Obtaining a set of relevant data sources

1.1. Obtaining a set of relevant data sources#

At the start of the data extraction process you have to collect a set of potentially relevant data sources. Therefore, you could collect a dataset manually or use a tool to help to automate and speed up this process.

The Crossref API is a very useful tool to collect the metadata of relevant articles. Besides the API there are multiple Python libraries available that make access to the API easier. One of these libraries is crossrefapi. As an example, 100 sources including metadata on the topic ‘buchwald-hartwig coupling’ are extracted and saved into a JSON file.

Note

Instead of using the Crossref API one could also use a previously compiled data set. Additionally, those data sets could be extended using such APIs.
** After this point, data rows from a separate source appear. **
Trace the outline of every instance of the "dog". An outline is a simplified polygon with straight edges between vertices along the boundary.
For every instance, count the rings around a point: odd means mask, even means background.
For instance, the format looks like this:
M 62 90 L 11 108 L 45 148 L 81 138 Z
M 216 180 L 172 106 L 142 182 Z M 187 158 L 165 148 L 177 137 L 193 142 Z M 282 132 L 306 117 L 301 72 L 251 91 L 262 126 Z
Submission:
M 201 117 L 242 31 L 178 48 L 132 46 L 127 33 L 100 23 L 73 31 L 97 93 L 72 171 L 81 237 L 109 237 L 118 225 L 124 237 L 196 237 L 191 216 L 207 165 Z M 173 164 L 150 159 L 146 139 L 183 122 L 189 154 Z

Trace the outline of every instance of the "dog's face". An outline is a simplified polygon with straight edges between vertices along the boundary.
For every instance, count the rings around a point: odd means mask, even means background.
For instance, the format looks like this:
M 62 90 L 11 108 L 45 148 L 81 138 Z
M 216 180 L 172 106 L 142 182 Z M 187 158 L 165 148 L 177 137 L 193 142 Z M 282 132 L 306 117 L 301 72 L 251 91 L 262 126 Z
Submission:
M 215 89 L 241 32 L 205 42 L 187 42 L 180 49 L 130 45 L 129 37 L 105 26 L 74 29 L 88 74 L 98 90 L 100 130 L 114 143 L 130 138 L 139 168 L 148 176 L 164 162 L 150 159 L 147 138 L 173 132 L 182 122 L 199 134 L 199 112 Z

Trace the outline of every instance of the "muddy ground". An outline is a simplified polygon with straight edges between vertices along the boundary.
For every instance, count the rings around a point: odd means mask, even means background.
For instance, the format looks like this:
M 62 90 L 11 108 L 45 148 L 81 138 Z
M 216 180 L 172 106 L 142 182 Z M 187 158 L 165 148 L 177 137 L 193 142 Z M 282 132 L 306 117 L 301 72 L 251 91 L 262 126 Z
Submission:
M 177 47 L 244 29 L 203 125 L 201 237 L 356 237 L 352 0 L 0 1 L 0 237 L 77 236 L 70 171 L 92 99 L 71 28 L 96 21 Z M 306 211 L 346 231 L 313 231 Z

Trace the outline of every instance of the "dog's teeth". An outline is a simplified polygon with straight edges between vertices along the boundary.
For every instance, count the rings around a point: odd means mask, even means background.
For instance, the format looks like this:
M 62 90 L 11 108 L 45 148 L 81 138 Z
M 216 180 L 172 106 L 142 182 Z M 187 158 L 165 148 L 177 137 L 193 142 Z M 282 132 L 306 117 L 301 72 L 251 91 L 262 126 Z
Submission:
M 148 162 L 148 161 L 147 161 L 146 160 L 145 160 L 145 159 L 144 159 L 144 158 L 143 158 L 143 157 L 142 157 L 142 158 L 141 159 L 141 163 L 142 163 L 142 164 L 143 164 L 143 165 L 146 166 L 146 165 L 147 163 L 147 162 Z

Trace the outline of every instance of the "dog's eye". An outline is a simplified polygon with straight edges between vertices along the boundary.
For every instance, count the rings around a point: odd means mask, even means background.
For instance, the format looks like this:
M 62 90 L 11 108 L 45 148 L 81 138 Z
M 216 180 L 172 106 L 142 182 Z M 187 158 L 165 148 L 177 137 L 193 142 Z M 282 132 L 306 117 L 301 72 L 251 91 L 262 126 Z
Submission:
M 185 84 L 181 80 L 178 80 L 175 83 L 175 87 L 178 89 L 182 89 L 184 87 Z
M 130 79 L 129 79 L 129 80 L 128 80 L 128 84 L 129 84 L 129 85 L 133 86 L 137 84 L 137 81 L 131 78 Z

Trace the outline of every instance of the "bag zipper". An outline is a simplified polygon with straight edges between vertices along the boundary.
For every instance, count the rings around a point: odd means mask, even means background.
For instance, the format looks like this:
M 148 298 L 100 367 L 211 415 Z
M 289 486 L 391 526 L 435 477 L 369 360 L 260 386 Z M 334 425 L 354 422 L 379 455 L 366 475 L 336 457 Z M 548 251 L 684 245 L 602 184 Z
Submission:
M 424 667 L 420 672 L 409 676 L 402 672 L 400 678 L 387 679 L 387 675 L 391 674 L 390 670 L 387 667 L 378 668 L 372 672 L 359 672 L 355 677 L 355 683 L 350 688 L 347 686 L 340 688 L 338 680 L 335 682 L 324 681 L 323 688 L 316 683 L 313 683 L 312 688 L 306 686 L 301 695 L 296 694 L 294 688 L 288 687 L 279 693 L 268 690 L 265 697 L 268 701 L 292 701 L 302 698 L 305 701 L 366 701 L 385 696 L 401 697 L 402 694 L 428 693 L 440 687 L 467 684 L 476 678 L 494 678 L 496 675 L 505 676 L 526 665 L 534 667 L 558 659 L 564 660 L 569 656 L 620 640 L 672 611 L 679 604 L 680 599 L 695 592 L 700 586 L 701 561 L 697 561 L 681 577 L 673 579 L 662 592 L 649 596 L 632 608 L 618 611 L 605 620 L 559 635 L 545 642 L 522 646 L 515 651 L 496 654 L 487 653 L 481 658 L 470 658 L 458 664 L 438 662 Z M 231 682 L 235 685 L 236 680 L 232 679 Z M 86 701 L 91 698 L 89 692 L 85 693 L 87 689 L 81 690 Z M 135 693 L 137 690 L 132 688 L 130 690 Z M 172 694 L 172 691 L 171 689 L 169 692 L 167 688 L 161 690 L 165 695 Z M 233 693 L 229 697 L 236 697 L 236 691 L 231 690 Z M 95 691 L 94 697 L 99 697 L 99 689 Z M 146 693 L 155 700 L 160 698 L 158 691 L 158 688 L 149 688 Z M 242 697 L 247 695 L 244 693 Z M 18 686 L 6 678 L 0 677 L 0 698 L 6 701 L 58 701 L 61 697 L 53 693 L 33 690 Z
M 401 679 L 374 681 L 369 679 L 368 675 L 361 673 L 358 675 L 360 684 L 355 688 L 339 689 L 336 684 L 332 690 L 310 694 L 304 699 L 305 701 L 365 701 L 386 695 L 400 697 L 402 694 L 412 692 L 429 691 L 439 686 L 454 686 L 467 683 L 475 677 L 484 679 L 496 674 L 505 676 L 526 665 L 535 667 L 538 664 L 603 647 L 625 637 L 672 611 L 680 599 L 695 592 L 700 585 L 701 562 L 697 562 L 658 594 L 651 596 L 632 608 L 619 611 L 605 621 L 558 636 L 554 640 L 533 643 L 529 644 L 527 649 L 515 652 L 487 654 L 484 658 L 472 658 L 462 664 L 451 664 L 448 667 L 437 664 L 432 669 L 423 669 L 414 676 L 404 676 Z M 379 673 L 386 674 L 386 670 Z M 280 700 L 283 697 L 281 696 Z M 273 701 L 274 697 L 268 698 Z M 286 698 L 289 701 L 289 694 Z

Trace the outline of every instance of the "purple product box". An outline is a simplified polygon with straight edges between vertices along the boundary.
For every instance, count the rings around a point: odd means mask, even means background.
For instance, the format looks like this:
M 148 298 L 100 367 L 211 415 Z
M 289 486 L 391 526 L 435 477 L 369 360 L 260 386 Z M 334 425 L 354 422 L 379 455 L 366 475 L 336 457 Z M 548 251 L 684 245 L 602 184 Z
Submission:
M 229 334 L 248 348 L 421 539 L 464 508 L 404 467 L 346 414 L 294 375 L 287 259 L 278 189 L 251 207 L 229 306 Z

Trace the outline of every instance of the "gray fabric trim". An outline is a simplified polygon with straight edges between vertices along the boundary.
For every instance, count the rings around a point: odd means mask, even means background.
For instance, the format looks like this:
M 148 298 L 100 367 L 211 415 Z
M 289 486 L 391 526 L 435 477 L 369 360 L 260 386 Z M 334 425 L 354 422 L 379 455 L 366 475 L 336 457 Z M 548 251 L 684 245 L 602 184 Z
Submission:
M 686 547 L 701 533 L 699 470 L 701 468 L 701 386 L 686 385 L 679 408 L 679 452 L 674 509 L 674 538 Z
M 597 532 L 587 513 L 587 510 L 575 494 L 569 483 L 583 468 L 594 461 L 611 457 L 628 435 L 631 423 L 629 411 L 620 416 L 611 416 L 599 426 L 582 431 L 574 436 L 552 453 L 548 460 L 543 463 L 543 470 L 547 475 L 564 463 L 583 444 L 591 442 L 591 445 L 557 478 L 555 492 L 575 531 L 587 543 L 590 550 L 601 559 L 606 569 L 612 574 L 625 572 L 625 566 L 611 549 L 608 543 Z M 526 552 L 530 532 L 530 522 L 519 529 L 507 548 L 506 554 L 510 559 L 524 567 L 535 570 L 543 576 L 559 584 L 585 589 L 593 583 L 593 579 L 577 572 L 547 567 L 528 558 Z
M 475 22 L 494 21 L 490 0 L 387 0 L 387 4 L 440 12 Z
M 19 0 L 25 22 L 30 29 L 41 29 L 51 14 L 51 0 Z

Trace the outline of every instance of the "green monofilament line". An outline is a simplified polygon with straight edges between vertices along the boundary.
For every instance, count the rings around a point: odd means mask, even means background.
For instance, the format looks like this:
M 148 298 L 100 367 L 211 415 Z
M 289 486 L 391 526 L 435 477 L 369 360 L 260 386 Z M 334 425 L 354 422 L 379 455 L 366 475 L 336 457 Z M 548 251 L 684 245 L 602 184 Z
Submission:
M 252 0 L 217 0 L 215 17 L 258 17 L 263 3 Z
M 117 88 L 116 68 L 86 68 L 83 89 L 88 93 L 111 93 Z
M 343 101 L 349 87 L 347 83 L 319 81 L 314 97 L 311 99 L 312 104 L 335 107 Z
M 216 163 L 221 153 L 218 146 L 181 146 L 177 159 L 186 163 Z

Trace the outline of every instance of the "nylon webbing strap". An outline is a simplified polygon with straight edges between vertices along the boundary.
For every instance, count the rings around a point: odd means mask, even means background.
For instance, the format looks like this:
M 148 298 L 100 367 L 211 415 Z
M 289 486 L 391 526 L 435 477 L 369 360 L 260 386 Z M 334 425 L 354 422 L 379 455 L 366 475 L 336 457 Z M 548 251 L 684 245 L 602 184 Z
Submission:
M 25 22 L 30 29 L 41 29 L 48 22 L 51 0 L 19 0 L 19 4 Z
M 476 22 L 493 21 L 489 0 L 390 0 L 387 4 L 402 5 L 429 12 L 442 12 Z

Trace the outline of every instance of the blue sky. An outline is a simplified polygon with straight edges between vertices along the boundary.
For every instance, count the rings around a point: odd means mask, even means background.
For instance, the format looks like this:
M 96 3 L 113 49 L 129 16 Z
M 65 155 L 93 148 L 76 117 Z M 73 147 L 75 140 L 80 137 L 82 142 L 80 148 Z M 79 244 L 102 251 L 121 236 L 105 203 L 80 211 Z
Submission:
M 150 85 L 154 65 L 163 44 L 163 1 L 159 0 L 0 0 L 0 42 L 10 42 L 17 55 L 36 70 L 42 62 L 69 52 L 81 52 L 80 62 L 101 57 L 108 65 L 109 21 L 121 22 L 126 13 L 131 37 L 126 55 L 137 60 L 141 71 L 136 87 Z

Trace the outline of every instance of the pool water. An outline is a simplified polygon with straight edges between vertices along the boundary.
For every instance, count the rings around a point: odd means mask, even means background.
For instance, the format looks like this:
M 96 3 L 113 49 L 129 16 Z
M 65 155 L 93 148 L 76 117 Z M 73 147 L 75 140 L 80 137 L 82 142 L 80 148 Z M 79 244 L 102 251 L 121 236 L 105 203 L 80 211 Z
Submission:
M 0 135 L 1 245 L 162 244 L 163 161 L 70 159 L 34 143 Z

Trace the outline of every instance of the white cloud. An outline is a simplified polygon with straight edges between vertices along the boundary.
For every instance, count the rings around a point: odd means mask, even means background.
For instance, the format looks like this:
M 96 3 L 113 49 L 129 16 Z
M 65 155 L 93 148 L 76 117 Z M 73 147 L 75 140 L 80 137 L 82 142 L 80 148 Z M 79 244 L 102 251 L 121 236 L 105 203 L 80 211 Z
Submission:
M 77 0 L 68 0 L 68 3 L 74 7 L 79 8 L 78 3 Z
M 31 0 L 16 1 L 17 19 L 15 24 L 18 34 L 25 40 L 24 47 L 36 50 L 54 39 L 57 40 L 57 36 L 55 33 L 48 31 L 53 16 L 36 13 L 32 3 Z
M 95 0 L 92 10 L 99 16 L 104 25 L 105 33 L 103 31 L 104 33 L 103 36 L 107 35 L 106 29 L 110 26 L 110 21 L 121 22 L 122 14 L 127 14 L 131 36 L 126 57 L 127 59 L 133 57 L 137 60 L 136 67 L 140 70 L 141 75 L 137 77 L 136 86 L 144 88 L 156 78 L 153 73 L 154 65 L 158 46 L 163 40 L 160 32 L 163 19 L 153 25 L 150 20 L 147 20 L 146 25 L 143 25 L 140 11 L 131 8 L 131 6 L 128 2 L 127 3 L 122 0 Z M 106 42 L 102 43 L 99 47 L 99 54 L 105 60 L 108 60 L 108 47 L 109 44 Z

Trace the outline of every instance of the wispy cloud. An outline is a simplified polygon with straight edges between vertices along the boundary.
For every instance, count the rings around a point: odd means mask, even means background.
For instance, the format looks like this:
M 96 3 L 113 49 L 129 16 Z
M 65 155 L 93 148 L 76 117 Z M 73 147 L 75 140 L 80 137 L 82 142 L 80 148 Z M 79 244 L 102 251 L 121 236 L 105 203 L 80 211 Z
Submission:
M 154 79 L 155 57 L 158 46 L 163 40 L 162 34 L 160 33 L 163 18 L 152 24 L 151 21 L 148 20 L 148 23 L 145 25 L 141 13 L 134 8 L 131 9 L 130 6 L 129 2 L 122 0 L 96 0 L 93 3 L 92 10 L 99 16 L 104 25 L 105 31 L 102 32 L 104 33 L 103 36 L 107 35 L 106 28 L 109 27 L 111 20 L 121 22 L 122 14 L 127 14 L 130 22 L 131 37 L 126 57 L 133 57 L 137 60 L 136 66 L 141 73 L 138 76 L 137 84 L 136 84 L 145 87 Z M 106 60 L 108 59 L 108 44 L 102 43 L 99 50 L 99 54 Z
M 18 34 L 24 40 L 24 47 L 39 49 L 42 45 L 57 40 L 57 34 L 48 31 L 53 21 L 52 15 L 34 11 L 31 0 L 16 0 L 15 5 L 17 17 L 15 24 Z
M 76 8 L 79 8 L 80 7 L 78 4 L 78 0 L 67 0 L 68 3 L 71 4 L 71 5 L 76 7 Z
import matextract  # noqa: F401
from crossref.restful import Works
import json

works = Works(timeout=60)

# Performing the search for sources on the topic of buchwald-hartwig coupling for 10 papers
query_result = (
    works.query(bibliographic="buchwald-hartwig coupling")
    .select("DOI", "title", "author", "type", "publisher", "issued")
    .sample(10)
)

results = [item for item in query_result]

# Save 100 results including their metadata in a json file
with open("buchwald-hartwig_coupling_results.json", "w") as file:
    json.dump(results, file)

print(results)

With the obtained metadata one could afterwards try to filter for relevant or available data sources which could be downloaded through an API provided by the publishers or obtain from a data dump.

An example of the use of such an article download API is provided in the data mining notebook.